= Judge of Logudoro =

List of medieval rulers of Sardinia

The Judicates of Sardinia.

The kings or judges (iudices or judikes) of Logudoro (or Torres) were the local rulers of the locum de Torres or region (province) around Porto Torres, the chief northern port of Sardinia, during the Middle Ages.

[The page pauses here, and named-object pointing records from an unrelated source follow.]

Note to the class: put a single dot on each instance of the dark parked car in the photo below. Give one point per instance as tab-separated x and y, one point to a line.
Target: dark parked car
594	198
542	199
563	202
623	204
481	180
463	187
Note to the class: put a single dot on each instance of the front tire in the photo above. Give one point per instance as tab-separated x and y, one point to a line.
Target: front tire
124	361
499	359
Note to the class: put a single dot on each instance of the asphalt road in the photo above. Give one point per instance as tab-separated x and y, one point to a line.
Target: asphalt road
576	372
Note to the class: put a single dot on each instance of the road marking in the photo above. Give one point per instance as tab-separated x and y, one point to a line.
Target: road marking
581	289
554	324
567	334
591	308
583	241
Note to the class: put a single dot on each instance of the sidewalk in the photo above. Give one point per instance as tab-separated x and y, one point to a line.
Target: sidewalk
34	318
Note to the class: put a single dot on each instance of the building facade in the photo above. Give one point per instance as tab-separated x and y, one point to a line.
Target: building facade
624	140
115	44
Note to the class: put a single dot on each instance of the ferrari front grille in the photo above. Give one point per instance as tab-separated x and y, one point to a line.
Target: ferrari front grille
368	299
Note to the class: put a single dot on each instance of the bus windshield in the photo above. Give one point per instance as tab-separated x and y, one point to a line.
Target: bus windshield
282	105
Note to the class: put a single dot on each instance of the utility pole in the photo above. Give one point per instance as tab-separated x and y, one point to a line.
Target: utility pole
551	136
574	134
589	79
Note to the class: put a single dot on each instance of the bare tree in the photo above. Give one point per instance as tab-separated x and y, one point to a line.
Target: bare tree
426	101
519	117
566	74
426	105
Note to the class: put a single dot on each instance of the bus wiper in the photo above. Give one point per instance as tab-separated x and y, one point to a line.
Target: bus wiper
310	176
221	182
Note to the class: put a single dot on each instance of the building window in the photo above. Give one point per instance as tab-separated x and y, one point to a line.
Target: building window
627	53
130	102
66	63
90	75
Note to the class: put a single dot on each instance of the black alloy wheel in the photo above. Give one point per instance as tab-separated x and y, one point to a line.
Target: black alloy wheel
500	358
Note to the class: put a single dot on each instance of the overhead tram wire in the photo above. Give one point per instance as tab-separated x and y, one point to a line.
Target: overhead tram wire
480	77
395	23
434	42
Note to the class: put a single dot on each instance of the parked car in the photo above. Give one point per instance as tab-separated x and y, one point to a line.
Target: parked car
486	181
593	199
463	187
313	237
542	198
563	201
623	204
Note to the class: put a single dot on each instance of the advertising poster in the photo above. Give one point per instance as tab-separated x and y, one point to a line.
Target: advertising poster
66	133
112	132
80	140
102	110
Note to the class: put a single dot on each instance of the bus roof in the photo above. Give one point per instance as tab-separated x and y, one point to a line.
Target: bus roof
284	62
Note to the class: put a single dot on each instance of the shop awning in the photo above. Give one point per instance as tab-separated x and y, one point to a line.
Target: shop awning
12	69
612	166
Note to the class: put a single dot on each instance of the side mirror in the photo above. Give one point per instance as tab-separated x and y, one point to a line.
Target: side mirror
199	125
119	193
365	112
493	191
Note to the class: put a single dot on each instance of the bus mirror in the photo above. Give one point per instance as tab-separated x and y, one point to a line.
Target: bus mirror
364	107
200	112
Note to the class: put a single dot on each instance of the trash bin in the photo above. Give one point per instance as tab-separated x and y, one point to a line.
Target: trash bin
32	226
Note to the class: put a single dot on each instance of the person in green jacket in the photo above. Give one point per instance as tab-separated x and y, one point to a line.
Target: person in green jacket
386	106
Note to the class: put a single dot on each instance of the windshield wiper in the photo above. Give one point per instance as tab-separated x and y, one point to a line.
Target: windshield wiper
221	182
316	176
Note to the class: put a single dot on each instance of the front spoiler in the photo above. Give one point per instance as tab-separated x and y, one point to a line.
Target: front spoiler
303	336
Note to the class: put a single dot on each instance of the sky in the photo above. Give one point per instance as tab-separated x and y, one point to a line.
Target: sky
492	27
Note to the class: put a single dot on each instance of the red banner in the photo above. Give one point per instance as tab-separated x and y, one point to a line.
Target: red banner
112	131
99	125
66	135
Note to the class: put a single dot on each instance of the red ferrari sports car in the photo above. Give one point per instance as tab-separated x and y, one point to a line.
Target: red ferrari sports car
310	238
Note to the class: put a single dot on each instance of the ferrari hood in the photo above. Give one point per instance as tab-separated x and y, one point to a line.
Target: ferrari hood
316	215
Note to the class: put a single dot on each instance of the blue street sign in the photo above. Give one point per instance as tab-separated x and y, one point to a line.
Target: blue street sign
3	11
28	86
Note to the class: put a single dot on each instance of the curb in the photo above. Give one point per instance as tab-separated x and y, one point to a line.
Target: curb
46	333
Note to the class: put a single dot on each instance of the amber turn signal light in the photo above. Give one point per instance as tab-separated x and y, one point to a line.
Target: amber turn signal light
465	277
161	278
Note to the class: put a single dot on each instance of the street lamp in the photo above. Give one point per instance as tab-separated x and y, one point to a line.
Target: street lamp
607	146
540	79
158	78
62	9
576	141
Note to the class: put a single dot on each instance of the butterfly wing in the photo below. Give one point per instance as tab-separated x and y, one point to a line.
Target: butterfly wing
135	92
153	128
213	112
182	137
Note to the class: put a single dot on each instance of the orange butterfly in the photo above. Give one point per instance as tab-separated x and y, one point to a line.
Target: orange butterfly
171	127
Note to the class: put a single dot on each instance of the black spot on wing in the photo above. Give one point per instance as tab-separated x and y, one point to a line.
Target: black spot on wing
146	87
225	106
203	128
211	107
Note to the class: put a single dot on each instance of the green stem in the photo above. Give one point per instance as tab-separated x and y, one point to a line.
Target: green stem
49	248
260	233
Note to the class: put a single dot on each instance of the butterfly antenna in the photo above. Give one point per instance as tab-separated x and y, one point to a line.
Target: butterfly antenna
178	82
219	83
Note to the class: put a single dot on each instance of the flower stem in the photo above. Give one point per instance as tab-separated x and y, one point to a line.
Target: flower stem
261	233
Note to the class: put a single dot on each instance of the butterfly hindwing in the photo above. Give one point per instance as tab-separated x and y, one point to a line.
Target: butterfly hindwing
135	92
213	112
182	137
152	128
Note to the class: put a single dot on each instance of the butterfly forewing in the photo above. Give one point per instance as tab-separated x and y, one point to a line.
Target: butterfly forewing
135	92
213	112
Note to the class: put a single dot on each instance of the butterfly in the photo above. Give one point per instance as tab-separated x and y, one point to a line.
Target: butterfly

The identity, number, relationships, and chronology of the kings up until about 1112 are poorly sourced and highly disputed among historians of the period.
- Gonario I (c. 1015 - c. 1038)
- Comita II (c. 1038 - c. 1060)
- Barisone I (c. 1060 - c. 1073) (Note: Andrew Tanca is separately listed with an overlapping reign of c. 1064 – c. 1073; sources do not agree on whether the two ruled jointly or in succession.)
- Andrew Tanca (c. 1064 - c. 1073)
- Marianus I (to c. 1082)
- Constantine I (c. 1082 - c. 1127)
- Gonario II (c. 1127 - 1153)
  - Saltaro (1127), pretender
  - Ittocorre Gambella (1127 - 1140), regent
- Barisone II (1153 - 1186)
- Constantine II (1186 - 1198)
- Comita III (1198 - 1218)
- Marianus II (1218 - 1233)
- Barisone III (1233 - 1236)
- Adelasia (1236 - 1259)
  - Ubaldo (1236 - 1238), husband
  - Enzio (1238 - 1272), husband
Partitioned between Arborea and the Doria.